Carta aberta

Reproduzimos aqui na íntegra a seguinte carta de Miguel Filgeuiras que nos chegou às mãos dia 12 de Março em formato electrónico, com a seguinte mensagem explicativa:
Junto envio cópia de uma carta aos Presidentes do Observatório das Ciências e das Tecnologias e da Fundação para a Ciência e a Tecnologia (com cópia ao Ministro da Ciência e Tecnologia) sobre o aparecimento de ``Processamento Computacional da Língua Portuguesa'' como um domínio científico. Decidi difundir esta mensagem por que considero que estão em causa princípios fundamentais que eu e, com toda a certeza, muitos outros investigadores, não quereremos ver desrespeitados.

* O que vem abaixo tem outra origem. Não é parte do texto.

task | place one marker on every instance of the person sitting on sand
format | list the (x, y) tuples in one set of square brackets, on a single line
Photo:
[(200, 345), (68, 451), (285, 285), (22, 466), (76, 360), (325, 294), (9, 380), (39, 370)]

Com os melhores cumprimentos,

Miguel Filgueiras


Assunto: Perfis dos domínios científicos em Portugal

Tendo recebido a circular da Ex.ma Presidente do OCT sobre o assunto acima referido, não posso deixar de comunicar a Vossas Excelências a minha estupefacção ao constatar que as entidades governamentais de gestão e acompanhamento da I&D em Portugal consideram o ``Processamento Computacional da Língua Portuguesa'' como um domínio científico a par com, por exemplo, a Física, a Matemática, ou as Ciências da Saúde.

Há dois factos que gostaria de expor sobre esta questão. Primeiramente, o campo do ``Processamento Computacional da Língua Portuguesa'' só pode inserir-se, do ponto de vista científico, em duas áreas mais vastas e que têm vindo a convergir: a Linguística Computacional e o Processamento de Linguagem Natural. Por sua vez, estas inserem-se na Linguística e na Informática ou Ciência de Computadores. Ou seja, o dito ``Processamento Computacional da Língua Portuguesa'' só pode ser tratado como sub-sub-domínio, se é que se pretende que haja algum sentido na designação ``domínio científico''.

O segundo facto tem a ver com o conteúdo desse sub-sub-domínio. É evidente que há todo o interesse em que a língua portuguesa seja suportada pelo software existente e a produzir. Para tal há duas questões a resolver: fazer-se o levantamento e a descrição (em moldes apropriados a um tratamento informático) do português, e fazer-se a investigação que permita obter ou melhorar as possibilidades de tratamento informático da língua. Se quanto à primeira não há dúvidas de que depende estritamente do português, quanto à segunda, defender essa dependência é, no mínimo, ridículo. De facto, não há absolutamente nenhum fundamento científico para o fazer: será que se poderia aceitar a existência de uma Física dos Átomos Portugueses, de uma Teoria dos Números Portugueses ou de uma Engenharia de Máquinas Portuguesas? Do que conheço da área de Processamento de Linguagem Natural posso dizer que não me consta que em parte alguma do mundo tenha vingado qualquer iniciativa cientificamente credível deste tipo. Muito pelo contrário, a tendência sempre foi para se tentar abarcar o maior número possível de línguas nos estudos a realizar. Será que em Portugal se vai premiar o reducionismo e se vai financiar apenas os que trabalham no processamento do português em detrimento dos que trabalham em processamento de línguas, sejam elas qual forem?

Em conclusão, e ressalvando a necessidade de se proceder ao levantamento e à descrição ``computacional'' do português, a proposta como domínio científico do ``Processamento Computacional da Língua Portuguesa'' talvez possa ser vista como mais um produto da imaginação portuguesa. Eventualmente deverá ser encarada como um processo de promover certo tipo de actividades que não se poderiam afirmar de outro modo, na tradição portuguesa da criação de ``capelinhas''. Em paralelo, poderá promover a especialistas os falantes-ouvintes do português que numa área um pouco mais alargada não seriam mais do que meros curiosos. Enfim, tem de facto inúmeras vantagens para muitos.

No entanto, que as entidades governamentais dêem cobertura a tal proposta choca-me como investigador conhecedor do assunto, como contribuinte que irá pagar uma parcela (mesmo que ínfima) dos seus custos, e como cidadão que não gosta de ver o seu país no ridículo. Não posso, portanto, deixar de exprimir esta minha opinião que, com toda a certeza é compartilhada pelos investigadores em processamento computacional das línguas.